Analysis of Combinations

In some cases, IAS can deduce relations based on combinations of known relations:

  If p1 implies p2 and p2 implies p3, then p1 implies p3.

 If p1 implies p2 and p2 is mutex with p3, then p1 is mutex with p3.

 However, in other cases, IAS’ analysis of complex relations is limited:

In the following example, IAS can not set p2 and p3 as mutex, because the last two compare instructions are predicated and relations are created on non-predicated regular compare instructions:

cmp.eq p1, p4 = r1, r2 ;;
(p1) cmp.ge p2, p3 = r1, r3

(p4) cmp.ge p2, p3 = r1, r4

IAS does not analyze the conditions of the compare instructions. In the following example, IAS does not set p1, p2, and p3 as mutex:

cmp.eq p1 = 0, r1
cmp.eq p2 = 1, r1
cmp.eq p3 = 2, r1

IAS does not calculate CFG and does not look for relations generated by more than one path. This means is that at any entry point, IAS starts from the initial point regarding the predicate relations, where the relation between all the predicates are unknown.

In the following example IAS does not set p1 and p2 as mutex after the label.

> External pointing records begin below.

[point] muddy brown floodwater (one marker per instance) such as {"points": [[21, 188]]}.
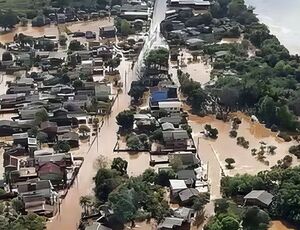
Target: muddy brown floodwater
{"points": [[214, 152], [52, 30], [70, 211]]}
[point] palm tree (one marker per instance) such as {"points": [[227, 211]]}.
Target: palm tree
{"points": [[85, 202]]}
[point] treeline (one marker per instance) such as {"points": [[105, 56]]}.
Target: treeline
{"points": [[282, 183], [266, 80]]}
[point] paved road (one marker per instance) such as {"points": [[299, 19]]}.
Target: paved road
{"points": [[70, 211]]}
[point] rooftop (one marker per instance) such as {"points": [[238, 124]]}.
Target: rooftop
{"points": [[261, 195], [177, 184]]}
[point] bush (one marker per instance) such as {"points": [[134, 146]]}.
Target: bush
{"points": [[295, 150], [285, 136], [125, 119], [229, 162], [134, 143], [233, 133], [212, 132]]}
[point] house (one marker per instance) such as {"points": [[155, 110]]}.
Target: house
{"points": [[167, 126], [188, 175], [7, 128], [186, 195], [175, 139], [187, 158], [170, 106], [174, 119], [260, 198], [49, 127], [19, 89], [159, 95], [102, 91], [71, 138], [38, 204], [43, 188], [52, 172], [11, 100], [195, 4], [171, 223], [194, 43], [107, 32], [60, 159], [144, 123], [133, 15], [29, 113], [61, 18], [60, 116], [96, 226], [176, 186], [185, 213], [20, 139]]}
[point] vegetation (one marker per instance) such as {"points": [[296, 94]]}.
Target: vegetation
{"points": [[211, 132], [157, 58], [8, 19], [229, 162], [125, 119], [62, 147], [229, 216], [84, 129], [267, 82], [282, 182], [137, 90], [295, 150], [131, 198], [123, 26], [120, 165], [11, 218]]}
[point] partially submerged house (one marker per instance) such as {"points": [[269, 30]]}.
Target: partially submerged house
{"points": [[260, 198]]}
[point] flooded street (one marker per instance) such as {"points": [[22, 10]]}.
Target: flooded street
{"points": [[70, 213], [49, 30]]}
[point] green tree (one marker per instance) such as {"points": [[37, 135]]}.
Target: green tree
{"points": [[42, 137], [149, 175], [85, 202], [78, 84], [137, 90], [158, 58], [267, 110], [120, 165], [113, 63], [164, 176], [221, 206], [197, 99], [200, 201], [125, 119], [125, 28], [84, 129], [176, 163], [286, 119], [62, 147], [229, 162], [75, 45], [8, 19], [255, 218], [41, 116], [134, 143], [106, 180], [230, 223]]}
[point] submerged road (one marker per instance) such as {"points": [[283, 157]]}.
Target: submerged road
{"points": [[70, 210]]}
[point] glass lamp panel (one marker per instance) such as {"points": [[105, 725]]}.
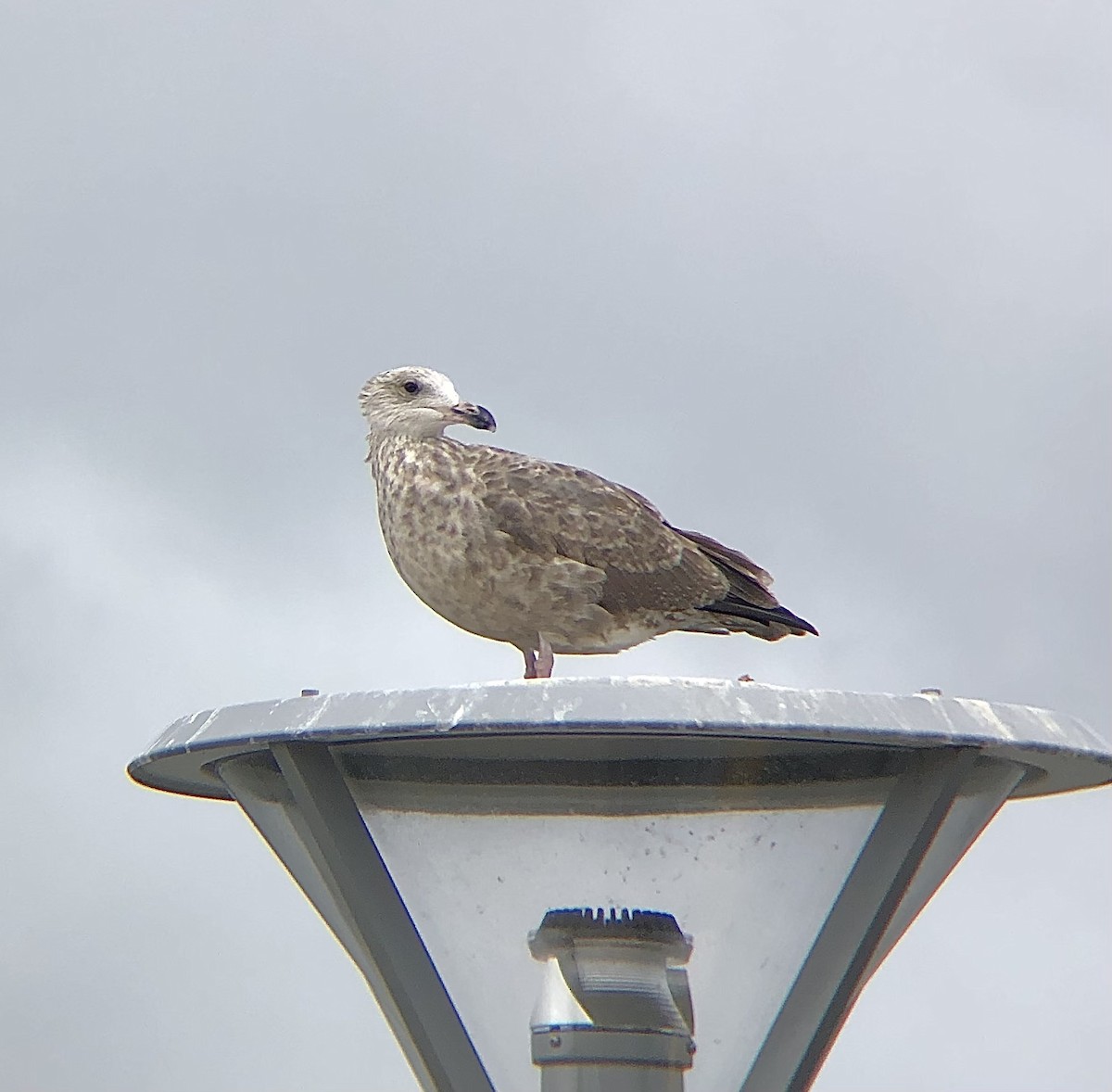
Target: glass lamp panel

  cmp.eq p1, p2 = r1, r2 ;;
 
L:
  (p1) mov r4 = 2

  (p2) mov r4 = 5

  cmp.eq p1, p2 = r1, r2 ;;

  br.cond.sptk L ;;

An exception to this rule is the fallthrough case, as explained in “no control flow graph” and in the following example:

  cmp.eq p1,p2 = r1, r2 ;;
 
(p1) mov r4 = 2
  (p3) br.cond.sptk L

  (p2) mov r4 = 5

In this case, there is no write-after-write dependency violation on r4. IAS does not report a violation because the mutex relation still exists.